A morte do líder Taliban Mullah Omar poderia ajudar o ISIS

A morte do líder Taliban Mullah Omar poderia levar mais recrutas ao ISIS.

A notícia recente de que o líder talibã Mullah Omar está morto a pelo menos dois anos poderia trazer consigo um cenário desafiador para os Estados Unidos - uma recompensa potencial de novos recrutas para ISIS.

Segundo analistas, a morte do líder poderia, por sua vez complicar o cronograma para a retirada do Afeganistão de remanescentes tropas americanas.

O Taliban confirmou apenas na quinta-feira que Omar estava morto. Não está claro quem dentro da organização tinha conhecimento da sua morte, bem como quais governos estrangeiros.

Embora não seja visto como um comandante ativo no campo de batalha, Mullah Omar foi reconhecido como um líder espiritual supremo por várias facções do Taliban e definido com o homem na direção geral do grupo.

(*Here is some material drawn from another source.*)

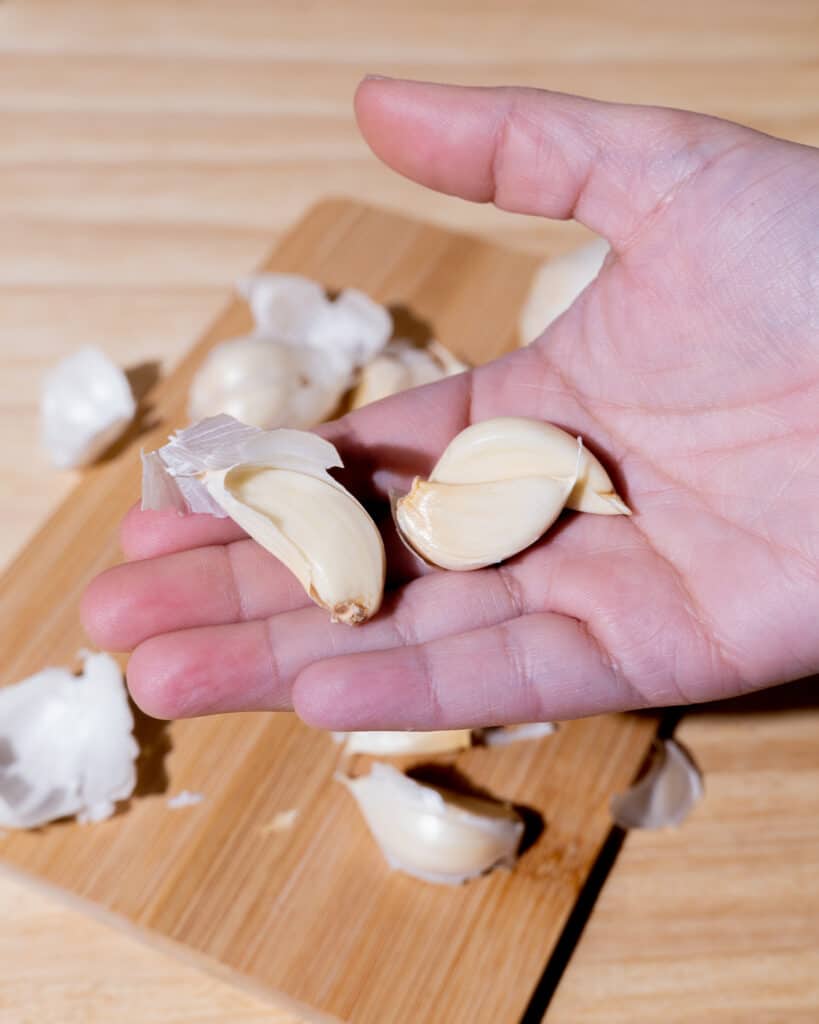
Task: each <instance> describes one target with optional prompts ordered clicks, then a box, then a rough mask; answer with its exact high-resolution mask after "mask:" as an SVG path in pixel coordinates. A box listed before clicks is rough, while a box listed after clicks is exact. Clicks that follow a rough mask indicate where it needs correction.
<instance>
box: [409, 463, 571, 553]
mask: <svg viewBox="0 0 819 1024" xmlns="http://www.w3.org/2000/svg"><path fill="white" fill-rule="evenodd" d="M573 485H574V476H568V477H558V478H556V477H550V476H526V477H519V478H518V479H513V480H492V481H489V482H487V483H458V484H452V483H437V482H434V481H432V480H422V479H420V478H418V477H417V478H416V480H415V482H414V483H413V488H412V490H411V492H410V494H407V495H404V496H403V498H401V499H399V501H398V502H397V503H396V504H395V506H394V509H393V514H394V516H395V522H396V525H397V527H398V531H399V534H400V536H401V539H402V540H403V541H404V542H405V543H406V544H407V545H408V546H410V547H411V548H412V550H413V551H415V552H416V554H418V555H420V556H421V557H422V558H423V559H425V560H426V561H427V562H430V563H431V564H432V565H439V566H440V567H441V568H444V569H479V568H483V567H484V566H486V565H494V564H495V563H498V562H502V561H504V560H505V559H506V558H511V557H512V555H516V554H517V553H518V552H520V551H523V550H524V549H526V548H528V547H530V545H532V544H534V542H535V541H537V540H538V539H540V538H541V537H543V535H544V534H545V532H546V531H547V529H549V527H550V526H551V525H552V523H553V522H554V521H555V519H557V517H558V516H559V515H560V512H561V510H562V509H563V507H564V506H565V504H566V498H567V497H568V495H569V493H570V492H571V488H572V486H573Z"/></svg>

Poderia ausência de Omar criar um vácuo?

Já houve um pequeno número de figuras do Taliban que deixaram o grupo por conta própria e desde então declararam sua lealdade ao ISIS, mas a publicidade da morte de Omar pode criar o ímpeto para um êxodo ainda maior sem o "comandante dos fiéis", cuja presença parecia manter os grupos mais centralizado e alinhado

Omar já estava supervisionando o movimento Taliban no Afeganistão antes da invasão de 2001 pelos Estados Unidos. Ele também foi visto como o líder nominal do Taliban paquistanês baseado nos territórios tribais do noroeste do Paquistão. Outros grupos terroristas na região como a Al Qaeda e a organização Haqqani prometeu apoio à sua liderança também.

Dificuldades para os EUA no Afeganistão

Por enquanto, a política dos EUA é provável que se mantenha a mesma: apoiar o governo afegão com seus desafios de segurança; defender e ampliar os ganhos dos últimos 14 anos; e tentar obter do Taliban um processo de paz e reconciliação, que lhes permite se tornar uma parte do processo político legítimo.

Por insistência do governo afegão, Obama abrandou a transição no início deste ano, mas com uma data limite para a retirada de todas as tropas americanas do Afeganistão em 2016 fica complicado saber se isso vai ser possível com a morte de Omar.